Climate-smart logistics chain
The project has developed a climate-smart logistics chain for Swedish freshwater seafood. As the bream is a by-catch, it’s transported with other species like pike-perch. Therefore, no extra fuel or energy is used to land and market the bream. In order to determine if the minced bream was an environmentally sustainable protein source from a lifecycle perspective, a lifecycle analysis was conducted through a thesis at KTH Royal Institute of Technology. The analysis concluded that the minced bream has a low environmental impact compared to other animal-based protein sources. Only legumes perform in the same category or better. Products using Swedish minced bream therefore only make up a third of the climate impact to that of for example salmon.
A replicable project for more fish species?
Going forward, Axfoundation is continuing to focus on other underutilized species, and increasing the share of fish becoming food instead of feed. Axfoundation is also investigating the possibility of eco-labeling the raw material so that the consumer knows that the fish is fished in a sustainable and traceable way.

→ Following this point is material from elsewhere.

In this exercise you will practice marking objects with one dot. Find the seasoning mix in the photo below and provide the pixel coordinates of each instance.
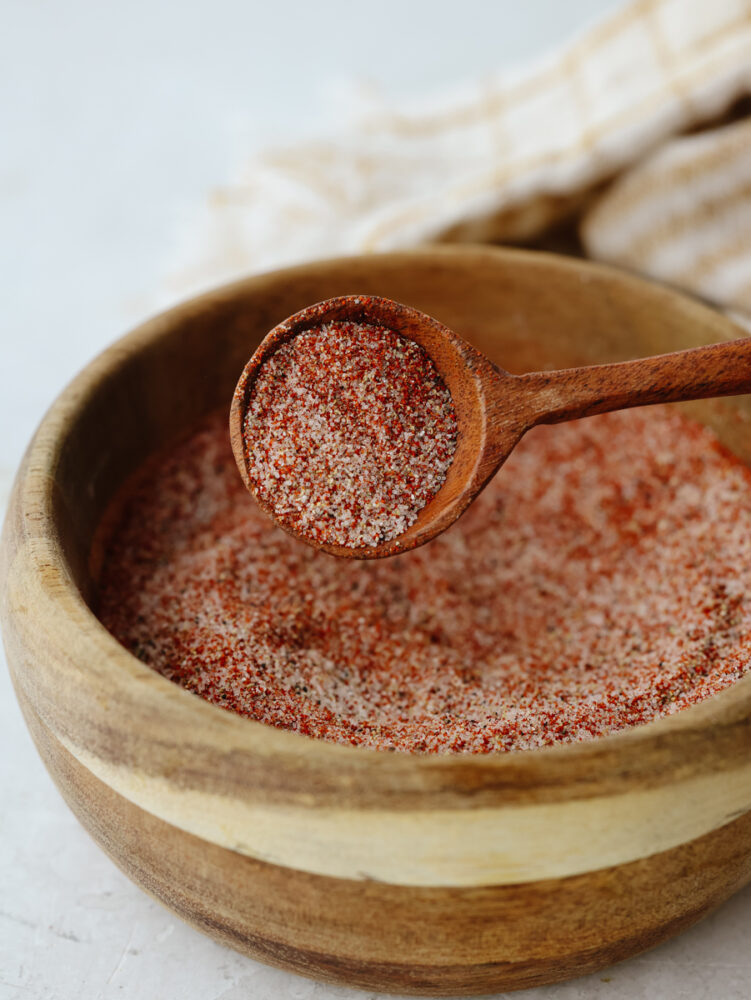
(349, 433)
(601, 580)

We have shown that it is possible to create cost-efficient logistics and production as well as attractive products based on locally sourced fish. The fishing of bream also strengthens the Swedish freshwater fishing industry.
– Veronica Öhrvik, Project Manager, Future Food, Axfoundation
Obstacles to scaling up
Axfoundation has shown that through collaboration and with a large dose of stubborn determination, it is possible to develop new products based on underutilized, local, sustainably sourced fish. However, to scale up further and ensure sustainable seafood consumption in Sweden, industry and authorities must work together and remove a number of obstacles. There is a need for:
- Collaboration across industries and authorities to introduce other species and highlight their benefits to the market.
- Increased data and analysis on the availability of underutilized species provided by authorities and academia.
- An infrastructure for commercial fishing and reduction fishing to enable logistics and the processing of underutilized species.
- Clear advice from authorities concerning the toxic aspects of fish from Swedish lakes.
- Change of dietary habits and an increased consumer demand through information and education.
Axfoundation’s strength lies in the ability to gather representatives from different parts of the value chain and develop a practical, scalable solution to show that the business model works in practice. Now that we have created a proof of concept, we are eager to see how other organizations will continue to scale and further develop products based on these results.
– Madeleine Linins Mörner, Program Director Future Food, Axfoundation
The project has been run by Axfoundation together with the County Administrative Board of Stockholm and the Swedish Inland Fishermen’s Federation (SIC). Partners along the way included grocery retailer Axfood, wholesaler Chipsters, resource center Eldrimner, catering distributor Fiskano, suppliers Fisk Idag and Grönssakshallen Sorunda, the development node MatLust Södertälje and Swedish Fish Auctions. The project has partly been financed by the European Agricultural Fund for Rural Development (EAFRD).